Question

Find the slope of the tangent line to the curve defined by 4x2+5xy+y4=370

at the point (−9,−1)

Answer 1

The slope of the tangent line to the curve at the given point is -11/7.

Explanation:

Differentiation is an algebraic process that finds the gradient (slope) of a curve. At a point, the gradient of a curve is the same as the gradient of the tangent line to the curve at that point.

Given function:

`4x^2+5xy+y^4=370`

To differentiate an equation that contains a mixture of x and y terms, use implicit differentiation.

Begin by placing d/dx in front of each term of the equation:

`\frac{\text{d}}{\text{d}x}4x^2+\frac{\text{d}}{\text{d}x}5xy+\frac{\text{d}}{\text{d}x}y^4=\frac{\text{d}}{\text{d}x}370`

Differentiate the terms in x only (and constant terms):

`\implies 8x+\frac{\text{d}}{\text{d}x}5xy+\frac{\text{d}}{\text{d}x}y^4=0`

Use the chain rule to differentiate terms in y only. In practice, this means differentiate with respect to y, and place dy/dx at the end:

`\implies 8x+\frac{\text{d}}{\text{d}x}5xy+4y^3\frac{\text{d}y}{\text{d}x}=0`

Use the product rule to differentiate terms in both x and y.

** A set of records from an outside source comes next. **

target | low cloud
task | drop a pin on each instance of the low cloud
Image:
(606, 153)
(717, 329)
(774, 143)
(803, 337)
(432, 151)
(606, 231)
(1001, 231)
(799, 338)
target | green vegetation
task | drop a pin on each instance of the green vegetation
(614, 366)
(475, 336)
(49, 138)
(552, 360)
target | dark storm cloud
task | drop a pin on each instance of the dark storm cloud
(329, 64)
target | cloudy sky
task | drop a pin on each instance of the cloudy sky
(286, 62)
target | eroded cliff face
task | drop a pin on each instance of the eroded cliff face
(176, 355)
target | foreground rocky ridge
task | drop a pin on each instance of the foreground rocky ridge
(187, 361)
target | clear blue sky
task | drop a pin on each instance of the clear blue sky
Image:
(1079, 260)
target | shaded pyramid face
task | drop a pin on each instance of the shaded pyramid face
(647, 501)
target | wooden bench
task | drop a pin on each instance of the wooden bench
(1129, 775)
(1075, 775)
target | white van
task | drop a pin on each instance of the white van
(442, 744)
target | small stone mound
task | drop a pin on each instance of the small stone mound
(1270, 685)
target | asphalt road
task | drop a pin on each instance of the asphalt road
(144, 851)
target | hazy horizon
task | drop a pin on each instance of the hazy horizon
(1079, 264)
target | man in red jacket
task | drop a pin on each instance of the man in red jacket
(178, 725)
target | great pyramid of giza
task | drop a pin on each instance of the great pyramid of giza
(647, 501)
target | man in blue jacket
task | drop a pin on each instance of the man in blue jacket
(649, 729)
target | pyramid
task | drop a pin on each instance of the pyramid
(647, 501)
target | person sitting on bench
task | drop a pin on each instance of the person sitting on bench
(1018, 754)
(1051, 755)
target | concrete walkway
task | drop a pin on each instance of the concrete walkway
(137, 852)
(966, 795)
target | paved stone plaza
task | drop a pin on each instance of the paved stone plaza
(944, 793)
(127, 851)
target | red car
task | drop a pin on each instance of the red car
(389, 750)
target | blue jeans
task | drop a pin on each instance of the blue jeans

`\boxed{\frac{\text{d}}{\text{d}x}u(x)v(y)=u(x)\frac{\text{d}}{\text{d}x}v(y)+v(y)\frac{\text{d}}{\text{d}x}u(x)}`

`\implies 8x+\left(5x\frac{\text{d}}{\text{d}x}y+y\frac{\text{d}}{\text{d}x}5x\right)+4y^3\frac{\text{d}y}{\text{d}x}=0`

`\implies 8x+5x\frac{\text{d}y}{\text{d}x}+5y+4y^3\frac{\text{d}y}{\text{d}x}=0`

Rearrange the resulting equation in x, y and dy/dx to make dy/dx the subject:

`\implies 5x\frac{\text{d}y}{\text{d}x}+4y^3\frac{\text{d}y}{\text{d}x}=-8x-5y`

`\implies \frac{\text{d}y}{\text{d}x}(5x+4y^3)=-8x-5y`

`\implies \frac{\text{d}y}{\text{d}x}=(-8x-5y)/(5x+4y^3)`

To find the slope of the tangent line at the point (-9, -1), substitute x = -9 and y = -1 into the differentiated equation:

`\implies \frac{\text{d}y}{\text{d}x}=(-8(-9)-5(-1))/(5(-9)+4(-1)^3)`

`\implies \frac{\text{d}y}{\text{d}x}=(72+5)/(-45-4)`

`\implies \frac{\text{d}y}{\text{d}x}=-(77)/(49)`

`\implies \frac{\text{d}y}{\text{d}x}=-(11)/(7)`

Therefore, slope of the tangent line to the curve at the given point is -11/7.